Dalam pengajian yang diselenggarakan Masjid KH. Ahmad Dahlan Universitas Muhammadiyah Yogyakarta, Aly Aulia menjelaskan terdapat tiga nilai-nilai dasar dalam Fikih Difabel, yaitu: Tauhid, keadilan, dan kemaslahatan. Nilai-nilai dasar ini diambil dari nilai universalitas Islam yang diserap langsung dari semangat al-Quran dan as-sunnah.
“Nilai-nilai tauhid membawa pada keyakinan bahwa segala yang ada di alam semesta ini merupakan ciptaan Allah. Peran Allah untuk makhluk-Nya tidak hanya mencipta, melainkan juga mengatur segala detail ciptaan-Nya mulai dari bentuk fisik sampai nasib,” utur Direktur Madrasah Mu’allimin Muhammadiyah Yogyakarta ini.
Aly menerangkan bahwa prinsip tauhid mengakui adanya pluralitas fisik, sehingga mendorong kesetaraan manusia di hadapan manusia lainnya. Baik difabel maupun bukan, keduanya dipandang setara sebagai makhluk ciptaan Allah. Prinsip ini membawa implikasi bahwa seseorang harus berlaku adil kepada siapapun sebagaimana yang tertulis di dalam QS. al-Nahl ayat 90.
“Nilai keadilan meniscayakan bahwa semua manusia di hadapan Allah hakikatnya sama. Dalam konteks inilah berarti setiap orang harus menerima bahwa keterbatasan fisik sebagai keragaman manusia secara umum dan samasekali bukan hukuman Allah Swt. Sebab yang membedakan manusia di hadapan Allah bukan kesempurnaan fisik melainkan spiritual,” terang dosen UMY ini.
Aly menegaskan bahwa nilai dasar keadilan memberikan sinyal positif bahwa kondisi difabel tidak serta-merta terhapus statusnya sebagai subjek hukum (mukallaf) hanya karena keterbatasan fisik, sensorik, mental, maupun intelektual sebagaimana yang tersirat di dalam QS. Al-Nur ayat 61. Kondisi difabel tetap harus menjalankan kewajiban dan menghindari larangan dari Allah Swt.
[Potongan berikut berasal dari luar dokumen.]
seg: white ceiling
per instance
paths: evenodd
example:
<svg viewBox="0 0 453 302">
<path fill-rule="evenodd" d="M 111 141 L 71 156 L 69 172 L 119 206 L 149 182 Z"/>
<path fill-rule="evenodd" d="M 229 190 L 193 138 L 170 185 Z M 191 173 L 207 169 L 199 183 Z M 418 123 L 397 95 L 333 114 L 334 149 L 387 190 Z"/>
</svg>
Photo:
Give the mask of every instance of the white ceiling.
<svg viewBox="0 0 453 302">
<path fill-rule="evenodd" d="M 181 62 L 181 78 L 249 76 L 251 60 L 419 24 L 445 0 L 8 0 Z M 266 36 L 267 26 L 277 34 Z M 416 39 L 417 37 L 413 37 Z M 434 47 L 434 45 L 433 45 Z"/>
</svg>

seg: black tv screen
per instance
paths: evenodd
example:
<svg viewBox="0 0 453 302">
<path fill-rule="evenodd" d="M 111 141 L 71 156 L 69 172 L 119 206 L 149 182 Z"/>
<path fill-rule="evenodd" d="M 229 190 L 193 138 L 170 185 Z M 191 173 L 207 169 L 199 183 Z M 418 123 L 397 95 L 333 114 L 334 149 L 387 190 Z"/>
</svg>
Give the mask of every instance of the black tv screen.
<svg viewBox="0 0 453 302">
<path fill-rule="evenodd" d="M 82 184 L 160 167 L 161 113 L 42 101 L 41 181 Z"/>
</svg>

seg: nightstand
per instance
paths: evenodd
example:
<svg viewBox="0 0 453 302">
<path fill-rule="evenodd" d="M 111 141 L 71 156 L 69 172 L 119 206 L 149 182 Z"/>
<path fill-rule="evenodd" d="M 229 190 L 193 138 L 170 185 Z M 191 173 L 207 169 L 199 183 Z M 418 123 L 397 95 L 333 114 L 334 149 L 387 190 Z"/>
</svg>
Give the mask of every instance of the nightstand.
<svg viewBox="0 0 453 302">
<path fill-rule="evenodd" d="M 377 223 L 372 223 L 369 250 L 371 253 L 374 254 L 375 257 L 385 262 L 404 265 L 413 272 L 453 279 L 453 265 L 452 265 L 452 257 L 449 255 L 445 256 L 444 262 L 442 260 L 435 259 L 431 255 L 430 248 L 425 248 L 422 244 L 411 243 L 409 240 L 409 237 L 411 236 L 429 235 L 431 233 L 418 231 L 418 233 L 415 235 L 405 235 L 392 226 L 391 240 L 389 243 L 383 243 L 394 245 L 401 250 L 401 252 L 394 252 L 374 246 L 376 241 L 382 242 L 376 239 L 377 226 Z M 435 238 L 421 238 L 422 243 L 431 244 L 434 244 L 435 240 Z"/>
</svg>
Sementara itu, kata Aly, dalam konteks fikih difabel, nilai kemaslahatan yang berada di tingkatan dlaruriyyah (primer) bermakna menjaga hak-hak difabel, memenuhi kebutuhan dasar hidupnya, dan memberikannya kesempatan untuk berkontribusi nyata dalam segala bidang. Hal tersebut sejalan dengan firman Allah dalam QS. Al-Baqarah ayar 143.
“Jika mereka dapat diberi kesempatan hadir di depan publik, bukan tidak mungkin kondisi difabel dapat menciptakan kemaslahatan,” tegas Aly.